A tiny Danish video channel, based in the village of Humlebæk 35 km north of Copenhagen, is attracting large audiences worldwide thanks to its eclectic mix of art, music, literature and culture.
Each day 12,000 people view the Louisiana Channel’s videos, and that number keeps rising. The Louisiana Channel is a non-profit platform that supplies culture to the world through weekly curated videos about different types of art and culture.
To find out how the channel has achieved this success, CPH POST spoke to Christian Lund, a co-editor at the Louisiana Channel. As co-editor, Lund researches ideas and artists, conducts interviews and edits footage to produce videos for the site.
A global impact
“Recently we experienced a four-minute video with Marina Abramović and Ulay presenting their collaborative performance ’Imponderabilia’ – within three months it has become our most viewed video with more than 850,000 views,” revealed Lund.
The channel has certainly made a global impact. The more than 500 videos have been viewed in almost every country in the world.

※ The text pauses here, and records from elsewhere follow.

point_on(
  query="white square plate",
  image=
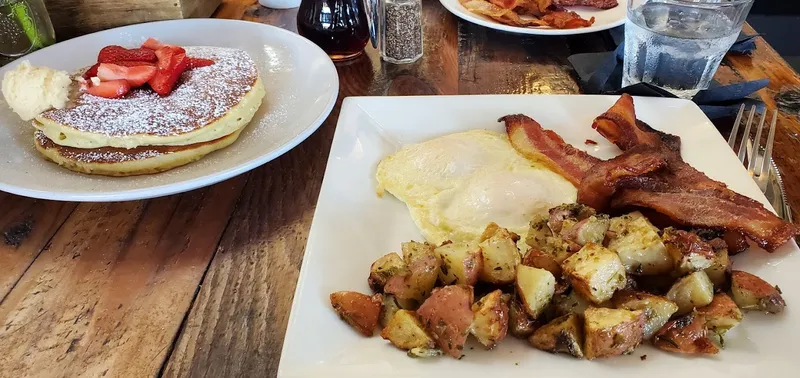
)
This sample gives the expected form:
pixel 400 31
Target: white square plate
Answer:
pixel 353 226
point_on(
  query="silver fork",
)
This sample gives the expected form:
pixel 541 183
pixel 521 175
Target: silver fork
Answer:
pixel 750 148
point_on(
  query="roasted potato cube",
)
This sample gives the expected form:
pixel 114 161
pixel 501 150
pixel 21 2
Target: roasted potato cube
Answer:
pixel 720 269
pixel 638 245
pixel 721 314
pixel 686 334
pixel 538 259
pixel 490 322
pixel 447 316
pixel 520 324
pixel 590 230
pixel 536 288
pixel 405 331
pixel 562 335
pixel 461 263
pixel 611 332
pixel 388 308
pixel 359 310
pixel 657 310
pixel 423 271
pixel 500 255
pixel 692 291
pixel 569 303
pixel 752 293
pixel 595 272
pixel 689 253
pixel 384 268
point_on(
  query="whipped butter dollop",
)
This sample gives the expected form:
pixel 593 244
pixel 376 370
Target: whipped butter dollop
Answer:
pixel 30 90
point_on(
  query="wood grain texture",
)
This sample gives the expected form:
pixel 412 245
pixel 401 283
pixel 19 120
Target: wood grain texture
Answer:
pixel 108 297
pixel 26 226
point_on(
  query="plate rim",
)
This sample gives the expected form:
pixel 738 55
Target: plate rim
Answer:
pixel 182 186
pixel 468 16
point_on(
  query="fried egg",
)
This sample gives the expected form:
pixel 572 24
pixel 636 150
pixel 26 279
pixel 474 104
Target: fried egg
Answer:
pixel 456 184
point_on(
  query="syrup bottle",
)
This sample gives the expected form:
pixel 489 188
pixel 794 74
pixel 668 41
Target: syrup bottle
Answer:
pixel 339 27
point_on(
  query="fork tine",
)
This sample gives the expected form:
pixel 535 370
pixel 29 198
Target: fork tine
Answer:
pixel 735 129
pixel 746 134
pixel 768 149
pixel 751 163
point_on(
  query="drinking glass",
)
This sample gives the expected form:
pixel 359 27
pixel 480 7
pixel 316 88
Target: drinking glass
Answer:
pixel 24 26
pixel 678 44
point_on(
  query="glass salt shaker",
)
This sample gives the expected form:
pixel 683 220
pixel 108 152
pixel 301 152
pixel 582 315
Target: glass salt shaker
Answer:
pixel 399 30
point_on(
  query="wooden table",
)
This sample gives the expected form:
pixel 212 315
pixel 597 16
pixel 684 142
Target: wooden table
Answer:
pixel 200 284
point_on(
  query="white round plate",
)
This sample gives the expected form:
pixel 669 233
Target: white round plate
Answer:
pixel 603 19
pixel 300 79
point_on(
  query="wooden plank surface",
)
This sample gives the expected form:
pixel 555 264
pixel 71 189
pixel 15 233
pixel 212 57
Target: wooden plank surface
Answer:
pixel 195 285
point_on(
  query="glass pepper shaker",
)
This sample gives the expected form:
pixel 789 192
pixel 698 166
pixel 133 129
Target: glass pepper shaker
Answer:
pixel 399 30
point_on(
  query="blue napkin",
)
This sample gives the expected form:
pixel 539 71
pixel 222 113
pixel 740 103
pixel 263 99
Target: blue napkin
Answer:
pixel 602 73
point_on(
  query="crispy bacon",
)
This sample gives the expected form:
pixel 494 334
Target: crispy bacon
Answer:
pixel 601 4
pixel 620 126
pixel 547 148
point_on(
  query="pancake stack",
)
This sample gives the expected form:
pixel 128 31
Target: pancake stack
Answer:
pixel 144 133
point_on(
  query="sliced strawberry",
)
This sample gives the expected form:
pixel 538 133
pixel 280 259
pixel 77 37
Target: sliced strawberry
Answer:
pixel 113 54
pixel 171 64
pixel 135 76
pixel 110 89
pixel 198 62
pixel 92 71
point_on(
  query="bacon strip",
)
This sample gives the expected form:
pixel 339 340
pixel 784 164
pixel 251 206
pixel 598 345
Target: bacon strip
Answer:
pixel 601 4
pixel 547 148
pixel 620 126
pixel 703 208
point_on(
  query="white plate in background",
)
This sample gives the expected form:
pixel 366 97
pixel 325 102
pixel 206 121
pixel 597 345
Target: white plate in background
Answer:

“It is very rewarding to publish videos in Humlebæk, Denmark and experience that people for instance in Berlin, London, Toronto, New York, Madrid, Rome, Buenos Aires, São Paulo, Los Angeles and Paris watch and comment [on] our videos in an appreciative way. Using today’s digital technology, we see ourselves as a new media provider – part TV station, part newspaper” says Lund.
Recipe for success
The channel’s reach extends beyond the museum’s own events and exhibitions.
A unique aspect of the Louisiana Channel is that since its founding in 2012 it has worked independently of the Louisiana Museum of Modern Art, meaning the videos on the site do not relate to the museum’s exhibitions.

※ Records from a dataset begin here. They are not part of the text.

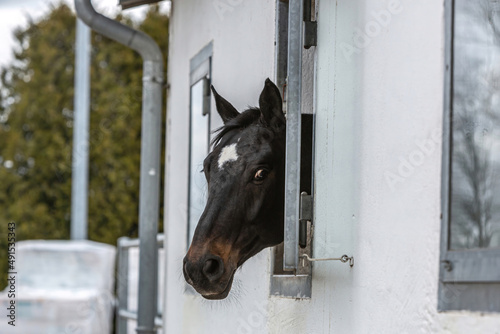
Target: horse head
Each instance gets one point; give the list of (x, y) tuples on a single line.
[(244, 210)]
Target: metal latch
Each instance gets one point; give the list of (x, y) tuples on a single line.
[(310, 34), (344, 258), (305, 215)]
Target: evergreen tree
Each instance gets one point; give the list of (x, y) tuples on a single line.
[(36, 119)]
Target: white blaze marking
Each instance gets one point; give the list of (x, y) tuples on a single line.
[(227, 154)]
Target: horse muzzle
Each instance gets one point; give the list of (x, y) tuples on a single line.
[(208, 276)]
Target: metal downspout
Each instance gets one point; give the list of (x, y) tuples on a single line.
[(150, 153)]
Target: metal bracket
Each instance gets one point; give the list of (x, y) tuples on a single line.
[(305, 212), (305, 215), (344, 258), (310, 34)]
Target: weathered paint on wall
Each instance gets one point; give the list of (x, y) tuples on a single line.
[(378, 102)]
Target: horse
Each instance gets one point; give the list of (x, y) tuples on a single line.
[(244, 212)]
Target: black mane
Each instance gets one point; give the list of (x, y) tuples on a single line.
[(243, 120)]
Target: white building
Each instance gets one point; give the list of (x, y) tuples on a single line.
[(377, 82)]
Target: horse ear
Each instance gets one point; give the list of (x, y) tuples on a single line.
[(271, 104), (224, 108)]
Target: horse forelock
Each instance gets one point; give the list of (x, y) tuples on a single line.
[(243, 120)]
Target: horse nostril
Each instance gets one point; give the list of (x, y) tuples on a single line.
[(186, 274), (213, 268)]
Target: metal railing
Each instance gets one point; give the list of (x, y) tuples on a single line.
[(123, 313)]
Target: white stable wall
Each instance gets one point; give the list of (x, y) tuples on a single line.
[(378, 104)]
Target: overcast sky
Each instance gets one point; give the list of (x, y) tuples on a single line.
[(13, 14)]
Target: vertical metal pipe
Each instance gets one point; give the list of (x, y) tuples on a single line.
[(293, 134), (122, 285), (80, 157), (149, 198), (150, 153)]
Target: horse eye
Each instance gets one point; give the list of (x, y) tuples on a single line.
[(260, 175)]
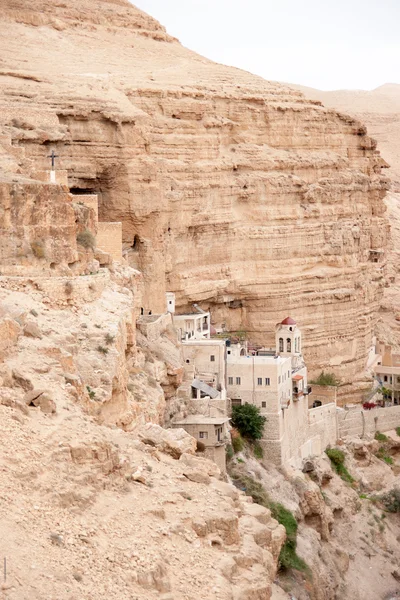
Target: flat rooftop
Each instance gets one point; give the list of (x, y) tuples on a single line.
[(202, 420), (192, 316)]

Instead, the channel interviews artists visiting the museum as well as artists who do not make the trek to Humlebæk.
“You can’t tell beforehand what will be most popular. We have one hour-long videos in our top ten of most viewed videos,” said Lund.
The Louisiana Channel features videos that vary in both style and length. The style of video depends on the footage their team is able to capture with the artists, writers, and musicians they choose to spotlight.

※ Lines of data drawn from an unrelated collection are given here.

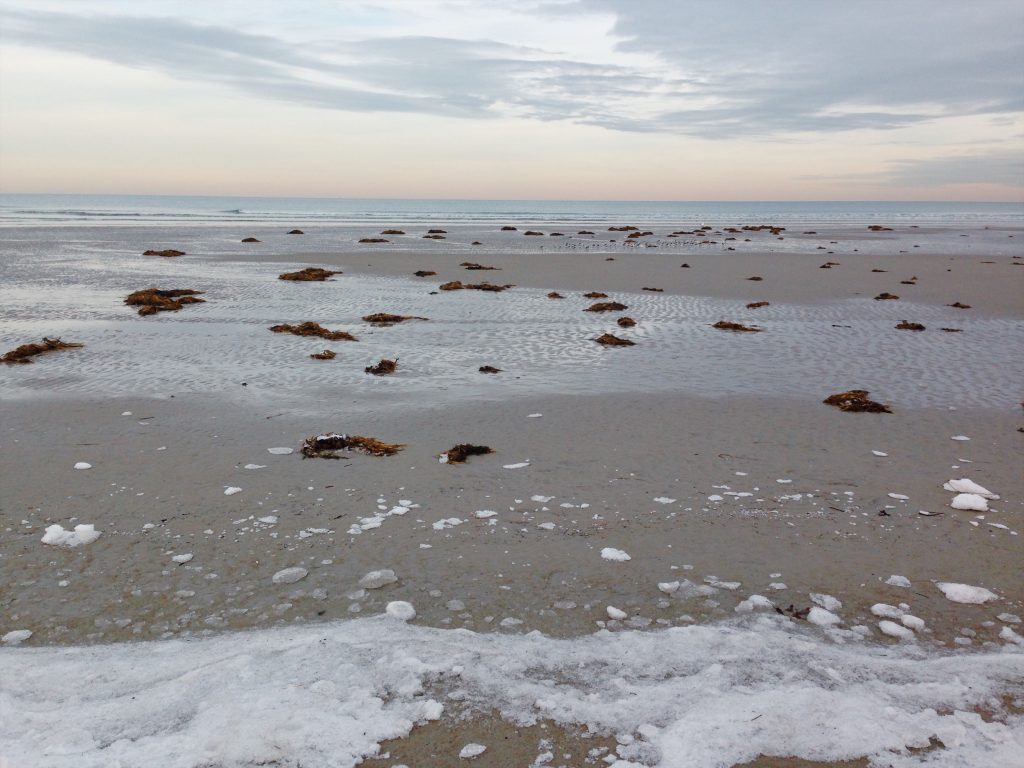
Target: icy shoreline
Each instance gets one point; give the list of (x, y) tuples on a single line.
[(327, 695)]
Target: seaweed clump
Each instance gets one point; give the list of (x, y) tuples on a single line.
[(383, 368), (22, 354), (386, 318), (457, 285), (313, 329), (328, 445), (856, 400), (738, 327), (153, 300), (459, 454), (606, 306), (309, 274), (610, 340)]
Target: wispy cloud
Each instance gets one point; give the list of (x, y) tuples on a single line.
[(699, 68)]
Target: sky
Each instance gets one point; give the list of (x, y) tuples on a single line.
[(561, 99)]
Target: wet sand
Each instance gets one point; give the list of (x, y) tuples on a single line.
[(773, 491)]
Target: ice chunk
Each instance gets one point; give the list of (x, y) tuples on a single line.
[(894, 630), (754, 602), (377, 579), (400, 609), (965, 593), (825, 601), (912, 623), (471, 751), (290, 576), (448, 522), (967, 485), (822, 617), (83, 534), (886, 610), (970, 503), (610, 553)]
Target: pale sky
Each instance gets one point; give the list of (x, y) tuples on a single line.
[(574, 99)]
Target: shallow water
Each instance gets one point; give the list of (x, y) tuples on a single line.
[(541, 344)]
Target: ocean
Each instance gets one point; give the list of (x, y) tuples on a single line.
[(127, 209)]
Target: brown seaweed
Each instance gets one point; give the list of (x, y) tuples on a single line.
[(170, 253), (309, 274), (459, 454), (385, 318), (313, 329), (328, 445), (856, 400), (22, 354), (606, 306), (728, 326), (383, 368), (609, 340), (153, 300)]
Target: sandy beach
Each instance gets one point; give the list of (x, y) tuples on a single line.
[(688, 483)]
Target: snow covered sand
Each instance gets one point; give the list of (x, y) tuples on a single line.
[(326, 695)]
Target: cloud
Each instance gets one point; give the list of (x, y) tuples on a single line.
[(700, 68)]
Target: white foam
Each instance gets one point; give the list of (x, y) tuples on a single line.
[(56, 536), (327, 694), (15, 637), (965, 593), (970, 503), (610, 553), (967, 485), (471, 751), (400, 609), (290, 576)]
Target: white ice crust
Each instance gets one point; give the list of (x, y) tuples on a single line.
[(327, 694)]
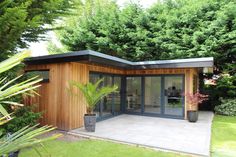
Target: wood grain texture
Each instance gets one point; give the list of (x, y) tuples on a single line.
[(66, 111)]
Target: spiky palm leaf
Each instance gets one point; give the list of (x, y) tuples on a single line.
[(27, 136), (92, 93)]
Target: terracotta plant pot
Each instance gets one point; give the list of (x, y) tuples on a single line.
[(90, 122), (192, 116)]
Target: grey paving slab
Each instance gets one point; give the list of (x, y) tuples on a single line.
[(162, 133)]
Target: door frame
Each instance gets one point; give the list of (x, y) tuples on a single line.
[(161, 114), (113, 113)]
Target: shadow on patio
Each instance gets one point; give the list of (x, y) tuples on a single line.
[(161, 133)]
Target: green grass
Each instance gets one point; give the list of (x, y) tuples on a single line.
[(223, 136), (93, 148)]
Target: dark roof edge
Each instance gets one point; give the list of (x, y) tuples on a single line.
[(96, 57)]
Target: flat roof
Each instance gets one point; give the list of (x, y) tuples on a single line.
[(90, 56)]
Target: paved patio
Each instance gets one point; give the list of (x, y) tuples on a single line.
[(161, 133)]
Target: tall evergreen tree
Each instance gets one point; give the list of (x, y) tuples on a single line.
[(169, 29), (23, 21)]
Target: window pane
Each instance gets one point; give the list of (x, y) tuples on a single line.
[(107, 100), (117, 95), (133, 97), (173, 95), (152, 95), (93, 78)]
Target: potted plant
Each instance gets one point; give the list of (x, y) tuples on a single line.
[(93, 93), (193, 101)]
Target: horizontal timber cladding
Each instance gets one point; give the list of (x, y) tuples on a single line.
[(65, 111)]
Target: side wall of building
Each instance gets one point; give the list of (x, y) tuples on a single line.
[(64, 110)]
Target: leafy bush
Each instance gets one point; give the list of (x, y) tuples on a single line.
[(23, 116), (227, 107)]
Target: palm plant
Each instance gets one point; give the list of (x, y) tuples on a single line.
[(26, 136), (93, 93)]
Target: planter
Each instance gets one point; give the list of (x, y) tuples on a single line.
[(192, 116), (90, 122)]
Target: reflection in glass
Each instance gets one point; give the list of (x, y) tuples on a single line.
[(93, 78), (117, 95), (107, 100), (173, 95), (133, 97), (152, 95)]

“Their diversity is our aim, but of course the videos are made according to the people – us – making them. So you can probably sense that we are a part of a Danish tradition of ‘public service’ journalism and in addition [to] Louisiana’s tradition of presenting high quality content to a great number of museum guests – I guess that’s our recipe,” said Lund.
New website in the works
The Louisiana Channel team, which only consists of six employees in addition to freelance photographers, aims to make their video portraits eternal, so that they are just as relevant today as they are decades from now.
“We often experience that our videos are discovered anew, giving them new lives in the ever-present moment that is called the internet,” explained Lund.
Right now the Louisiana Channel team is in the process of launching a new website.
The new site will move away from the archive-like style currently used and transition the channel into a more interactive experience. The new site will have a different design aimed to create more of a community while supporting the growing number of viewers. The site is expected to launch within the next couple months.
Widely spread across platforms
In addition to launching a new site, the Louisiana Channel team also focuses on using a mix of media platforms to engage with its visitors.
“We engage with our viewers on different platforms such as our site, Vimeo and YouTube, but we use all social media platforms to communicate with and reach our viewers. Especially on YouTube we have seen a huge growth in subscribers to our channel, where 37,000 people get a notification twice a week when we publish a new video. On Facebook 60,000 people follow our updates and videos,” enthused Lund.
In order to achieve this global reach, the Louisiana Channel collaborates with major websites across the world. One such collaboration was with ArchDaily, an American site that is one of the world’s biggest sites on architecture.
Additionally, funding from Nordea-Fonder, Dreyers Fond, and Louisiana Fonden has helped the Louisiana Channel realise its ambition.